Le 31 mars 297, l’empereur Dioclétien publie à Alexandrie un rescrit qui proscrit la doctrine manichéenne. Cette condamnation s’inscrit dans une série de mesures répressives prises par l’empereur, incluant également l’interdiction de l’alchimie la même année.
Le manichéisme, fondé par Mani au IIIe siècle dans l’Empire perse, est une religion dualiste qui divise le monde en deux entités fondamentales : les Ténèbres, gouvernées par Satan, et la Lumière, gouvernée par Dieu. Cette vision radicale s’applique au monde des idées où un acte est soit bon, soit mauvais, sans nuance intermédiaire. La doctrine manichéenne divise également le temps en trois phases : le moment antérieur (séparation parfaite entre Lumière et Ténèbres), le moment médian (mélange instable des deux principes) et le moment postérieur (retour à l’état de séparation originel).
La communauté manichéenne est structurée en deux classes distinctes : les élus, qui pratiquent le célibat et le végétarisme, et les auditeurs, qui servent les élus et peuvent se marier. Cette hiérarchie religieuse est très élaborée, avec différents niveaux d’autorité allant du Guide unique aux simples laïcs. En 297, le manichéisme est déjà répandu dans l’Empire romain, notamment en Égypte et en Afrique romaine, malgré la mort de son fondateur en 276 ou 277.
Dioclétien interdit le manichéisme pour deux raisons principales : son caractère novateur, opposé au culte romain traditionnel, et son origine persane, provenant des ennemis de Rome. L’édit de Dioclétien contre les manichéens prévoit des sanctions particulièrement sévères, incluant la condamnation aux travaux forcés et la peine de mort pour les adeptes de cette religion.
Cette répression s’inscrit dans une période où l’empereur cherche à renforcer la cohésion de l’Empire autour des valeurs romaines traditionnelles. La même année, Dioclétien commence à exiger des fonctionnaires et des soldats qu’ils fassent des sacrifices aux dieux, préparant ainsi le terrain pour les mesures plus radicales qui seront prises quelques années plus tard.

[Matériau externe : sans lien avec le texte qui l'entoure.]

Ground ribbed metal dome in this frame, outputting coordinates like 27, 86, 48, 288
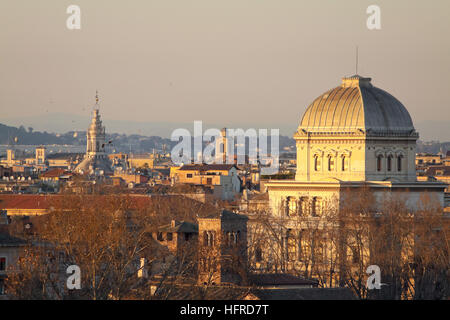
299, 75, 414, 134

La persécution du manichéisme par Dioclétien en 297 est suivie par la Grande Persécution contre les chrétiens, qui débute officiellement fin 302-début 303. Cette répression contre les chrétiens, considérée comme la plus vaste et la plus brutale de l’histoire romaine, se déroule en plusieurs phases avec la promulgation de quatre édits de plus en plus sévères.
Le premier édit, publié le 24 février 303, ordonne la destruction des églises et des livres saints, interdit les assemblées chrétiennes, et dégrade ou prive de liberté les chrétiens. Les édits suivants durcissent progressivement les mesures, jusqu’à l’édit de début 304 qui prescrit un sacrifice général dans tout l’Empire, sous peine de mort ou de condamnation aux travaux forcés.
Cette persécution est motivée par plusieurs facteurs, notamment la conviction des empereurs que le refus chrétien de reconnaître les dieux traditionnels menace la paix et la prospérité de l’Empire. Elle prend fin en 311 avec l’édit de tolérance de Galère, puis définitivement en 313 avec l’édit de Milan qui établit la liberté de culte dans l’Empire romain.
Aujourd’hui, le terme « manichéen » a évolué au-delà de son sens religieux originel. Dans le langage courant, est qualifiée de manichéenne une vision qui sépare, sans nuance, le bien et le mal. Ce qualificatif désigne une manière de voir ou de juger simplificatrice, qui présente une pensée ou une action sans nuances, voire simpliste.
Le terme est souvent employé de façon critique pour désigner une rhétorique dualiste qui ne reconnaît que deux possibilités opposées, une vision du monde où tout doit être catégorisé soit comme bon, soit comme mauvais. Les antonymes du terme manichéen sont notamment « pluraliste » et « nuancé », ce qui souligne bien que le reproche principal fait à la pensée manichéenne contemporaine est son refus de la complexité et des positions intermédiaires.
Cette évolution sémantique représente une simplification de la doctrine religieuse originelle, qui comportait en réalité une cosmologie et une philosophie beaucoup plus élaborées.